Personal and Institutional
June dropped out of school, in the same school district where her daughter attended, at the end of her eighth-grade year. She told me she had never been in a special-education class; although on a visit to the middle school, June remembered a red stripe on the wall that symbolized the hallway where the special-education classes used to be located. June told me her reading was "doin' good" until she dropped out of school. She complained, though, that her reading kept "goin' down." June didn't speak about her educational history often, as if she could create a new history for herself through her children. However, one afternoon in her kitchen she re-created her experience of dropping out of school:
I just stopped going ... I went to the high school first, then I moved to the south like in seventy-something'. Then I came back here and went to the adult learning center ... I was about, what nineteen? I didn't have no kids then ... I stopped goin' there after a few months because I had to start workin'. Yeah, I had to start workin' and I just went back to school in September . (transcript, 11/11/97)
Knowing June's determination to improve her own literacy, I wondered how, as a struggling reader, she had been able to negotiate the school curriculum up until the eighth grade. June explained:
'Cause I just was going [to school] every day. But what I am sayin' is that I was really doin' good up until the ninth grade. And then when I stopped goin' to school for that long time, that was when I was goin' down. 'Cause I hadn't been back in school. From kindergarten to ninth I was doin' just fine.

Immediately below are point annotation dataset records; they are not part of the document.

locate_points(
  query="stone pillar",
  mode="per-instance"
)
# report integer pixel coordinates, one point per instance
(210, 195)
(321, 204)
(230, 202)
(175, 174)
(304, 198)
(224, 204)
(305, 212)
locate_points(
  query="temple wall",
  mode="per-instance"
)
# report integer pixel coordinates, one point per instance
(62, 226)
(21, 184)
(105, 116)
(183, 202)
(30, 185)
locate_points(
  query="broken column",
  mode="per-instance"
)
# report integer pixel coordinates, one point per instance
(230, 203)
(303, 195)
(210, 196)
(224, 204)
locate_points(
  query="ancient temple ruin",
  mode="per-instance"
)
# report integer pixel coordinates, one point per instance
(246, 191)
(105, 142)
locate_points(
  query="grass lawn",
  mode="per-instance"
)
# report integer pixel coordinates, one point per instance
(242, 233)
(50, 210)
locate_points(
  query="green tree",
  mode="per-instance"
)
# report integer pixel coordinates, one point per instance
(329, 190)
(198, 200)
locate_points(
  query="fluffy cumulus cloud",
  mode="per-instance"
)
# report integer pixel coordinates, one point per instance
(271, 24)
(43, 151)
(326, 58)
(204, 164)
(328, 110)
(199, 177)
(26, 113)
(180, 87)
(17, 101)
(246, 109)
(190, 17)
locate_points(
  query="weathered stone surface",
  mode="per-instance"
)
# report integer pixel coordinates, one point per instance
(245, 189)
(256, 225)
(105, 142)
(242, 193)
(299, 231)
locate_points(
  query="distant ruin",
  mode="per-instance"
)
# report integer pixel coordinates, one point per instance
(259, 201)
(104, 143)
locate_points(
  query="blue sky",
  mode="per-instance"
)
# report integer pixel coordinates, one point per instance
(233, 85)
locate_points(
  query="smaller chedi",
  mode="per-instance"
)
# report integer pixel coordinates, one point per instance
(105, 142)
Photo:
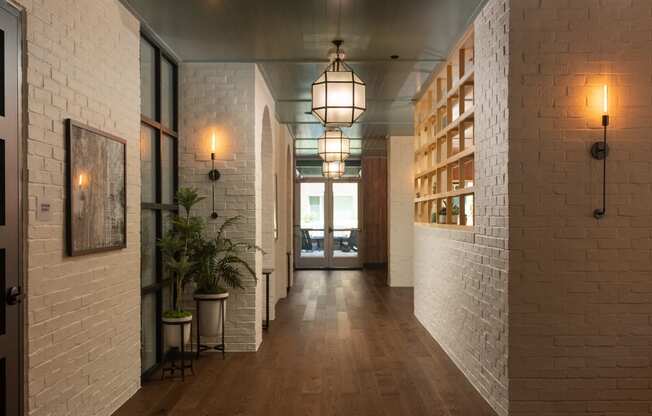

But when I dropped out I was just getting lower in my readin'. I was goin' down then. 'Cause I wasn't doin' nothin'. I wasn't readin'. I wasn't doin' no type of activity for readin' or writin', nothin' like that, after I dropped out of school. (transcript, 11/11/97)
I learned from listening to June talk about her history with education that attendance at school was a significant part of what it meant to be a "good student." Attendance is an issue she reinforced with her own children.